Encryption is a big topic, much bigger than can be fit into a section of a small, business manual. This article provides enough information about the how, what, and why of encryption that an owner or manager of a SMB knows when it’s reasonable and appropriate to encrypt information.
Very simply, encryption changes readable information (plain text) into unreadable information (cyphertext). Two basic methods are used—symmetric and asymmetric.
In symmetric encryption, both the sender and the recipient of cyphertext share a key. The key, together with an encryption algorithm, is used to both encrypt and decrypt the message or document. Asymmetric encryption uses a key-pair. A key-pair is typically assigned to a person or organization. One of the keys is public, known to anyone who wants to encrypt content and send it to the key owner. The other key is private, known only to the key-pair owner.
Details about how each of these processes works are outside the scope of this section. For more information, see How Encryption Works.
You can apply encryption in a number of ways, including:
- Creating a container. Many encryption products allow you to create an encrypted container on a hard drive or other storage device. Anything placed into the container, which usually looks like a typical drive or folder, is encrypted. Only someone with the proper password can access container contents.
- Full disk encryption. When you don’t to worry about whether your users are placing sensitive information into an encrypted container, consider full disk encryption. Most encryption products supporting full disk encryption allow for both pre-boot authentication (PBA). With PBA, the user must enter a password before the operating system loads.

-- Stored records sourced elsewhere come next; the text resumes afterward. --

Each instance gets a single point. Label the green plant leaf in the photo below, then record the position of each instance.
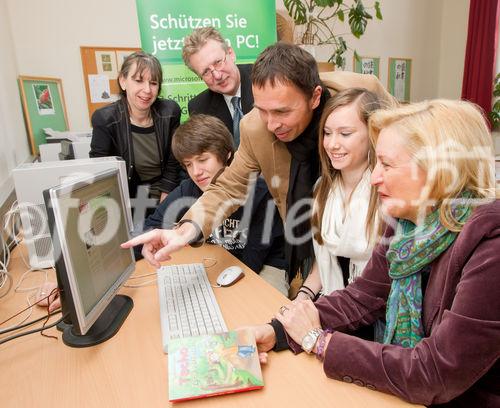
(378, 13)
(340, 15)
(358, 18)
(296, 10)
(325, 3)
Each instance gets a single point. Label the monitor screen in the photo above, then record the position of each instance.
(87, 219)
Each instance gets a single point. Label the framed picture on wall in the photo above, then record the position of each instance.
(43, 106)
(366, 65)
(399, 78)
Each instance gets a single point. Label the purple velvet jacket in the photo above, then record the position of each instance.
(458, 360)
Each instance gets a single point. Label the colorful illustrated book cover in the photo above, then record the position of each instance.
(215, 364)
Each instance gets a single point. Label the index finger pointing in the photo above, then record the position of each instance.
(141, 239)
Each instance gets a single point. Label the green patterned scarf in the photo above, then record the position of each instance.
(410, 252)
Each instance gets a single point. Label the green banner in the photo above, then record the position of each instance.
(248, 26)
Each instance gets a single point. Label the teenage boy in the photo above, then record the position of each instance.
(204, 146)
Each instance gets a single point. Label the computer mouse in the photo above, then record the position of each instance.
(230, 275)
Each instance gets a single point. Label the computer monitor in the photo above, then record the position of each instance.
(87, 221)
(31, 179)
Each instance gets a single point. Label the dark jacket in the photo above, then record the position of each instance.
(241, 236)
(212, 103)
(111, 136)
(457, 362)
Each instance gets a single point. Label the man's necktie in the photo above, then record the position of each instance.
(238, 114)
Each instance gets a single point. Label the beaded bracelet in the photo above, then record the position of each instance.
(311, 292)
(321, 344)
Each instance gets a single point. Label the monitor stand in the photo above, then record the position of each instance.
(105, 327)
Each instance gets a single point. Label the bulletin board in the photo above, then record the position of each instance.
(399, 78)
(43, 107)
(366, 65)
(100, 71)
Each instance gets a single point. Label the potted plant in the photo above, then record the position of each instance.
(318, 17)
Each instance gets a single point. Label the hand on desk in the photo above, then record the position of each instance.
(159, 243)
(298, 318)
(265, 339)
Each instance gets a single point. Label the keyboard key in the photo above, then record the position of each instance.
(187, 303)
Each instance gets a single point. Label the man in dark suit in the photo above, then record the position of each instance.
(229, 94)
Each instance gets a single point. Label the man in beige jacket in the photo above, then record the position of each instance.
(279, 142)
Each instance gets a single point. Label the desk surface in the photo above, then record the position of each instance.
(130, 369)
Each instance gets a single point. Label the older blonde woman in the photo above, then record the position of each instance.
(434, 276)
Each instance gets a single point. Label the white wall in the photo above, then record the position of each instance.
(43, 38)
(431, 32)
(13, 140)
(47, 36)
(454, 22)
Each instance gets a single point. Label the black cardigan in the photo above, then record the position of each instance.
(111, 136)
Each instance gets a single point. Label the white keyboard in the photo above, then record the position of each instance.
(187, 303)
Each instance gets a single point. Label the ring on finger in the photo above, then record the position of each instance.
(282, 309)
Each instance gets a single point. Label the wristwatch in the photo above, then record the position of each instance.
(310, 339)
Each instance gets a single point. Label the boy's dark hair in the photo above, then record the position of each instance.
(200, 134)
(286, 63)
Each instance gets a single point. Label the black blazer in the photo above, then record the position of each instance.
(111, 137)
(213, 103)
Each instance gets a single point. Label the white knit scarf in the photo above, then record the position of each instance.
(344, 234)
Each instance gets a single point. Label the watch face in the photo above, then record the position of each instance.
(308, 342)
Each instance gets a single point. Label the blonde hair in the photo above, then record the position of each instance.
(366, 103)
(197, 39)
(451, 142)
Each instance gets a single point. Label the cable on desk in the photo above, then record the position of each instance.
(52, 293)
(22, 326)
(40, 329)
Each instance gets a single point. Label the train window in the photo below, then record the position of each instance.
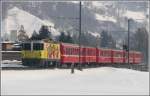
(37, 46)
(26, 46)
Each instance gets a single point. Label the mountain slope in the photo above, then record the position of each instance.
(17, 17)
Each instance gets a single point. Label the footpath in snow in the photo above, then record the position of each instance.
(93, 81)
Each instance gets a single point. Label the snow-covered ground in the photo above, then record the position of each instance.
(93, 81)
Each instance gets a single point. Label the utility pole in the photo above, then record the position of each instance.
(80, 66)
(128, 40)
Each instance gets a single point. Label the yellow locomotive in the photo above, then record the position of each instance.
(40, 53)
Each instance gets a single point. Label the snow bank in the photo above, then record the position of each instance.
(94, 81)
(134, 15)
(105, 18)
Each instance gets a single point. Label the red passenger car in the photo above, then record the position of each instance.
(118, 56)
(137, 57)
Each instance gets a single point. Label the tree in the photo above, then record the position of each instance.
(22, 34)
(35, 36)
(44, 33)
(69, 38)
(141, 42)
(62, 37)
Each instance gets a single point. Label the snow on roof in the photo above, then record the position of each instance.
(91, 81)
(134, 15)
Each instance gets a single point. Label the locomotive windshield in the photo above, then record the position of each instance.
(37, 46)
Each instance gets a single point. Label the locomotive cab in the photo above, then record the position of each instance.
(40, 53)
(32, 53)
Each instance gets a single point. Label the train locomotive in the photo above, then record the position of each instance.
(48, 53)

If PBA is not used, the OS loads normally and provides access to the encrypted drive or volume. Full disk encryption with PBA is the best way to protect laptops.
- On-demand encryption. If you trust your users, you might simply provide an encryption solution and allow them to encrypt files and folders as they see fit. As we’ll see later, however, this is usually a bad idea.
- Email encryption. Email messages often contain sensitive information. In-house or hosted encryption services provide both user initiated encryption and auto-encryption. Auto-encryption is based on phrases or patterns in a message. For example, 222-22-2222 is a familiar pattern indicating a social security number.
- File transfers. Like email, many documents or data files contain sensitive information. Also like email, this information should never leave the protection of your network, especially when traveling over the Internet, without being encrypted. Consider either a secure FTP solution or SSL.
- Interactive sessions over insecure media. This is a fancy way of describing an external connection, usually over the Internet, over which sensitive data are passed. Encrypt any session that fits this description. SSL is the most popular solution.
- Wireless network connections. Under no circumstances allow your users to connect to wireless networks, including hotspots in coffee shops, without encrypting the connection. Remember that wireless communication casts your information out into the ether, making it available for anyone with a wireless card in their laptop or handheld device. The best solution for Wi-Fi is VPN, and it doesn’t have to break the bank.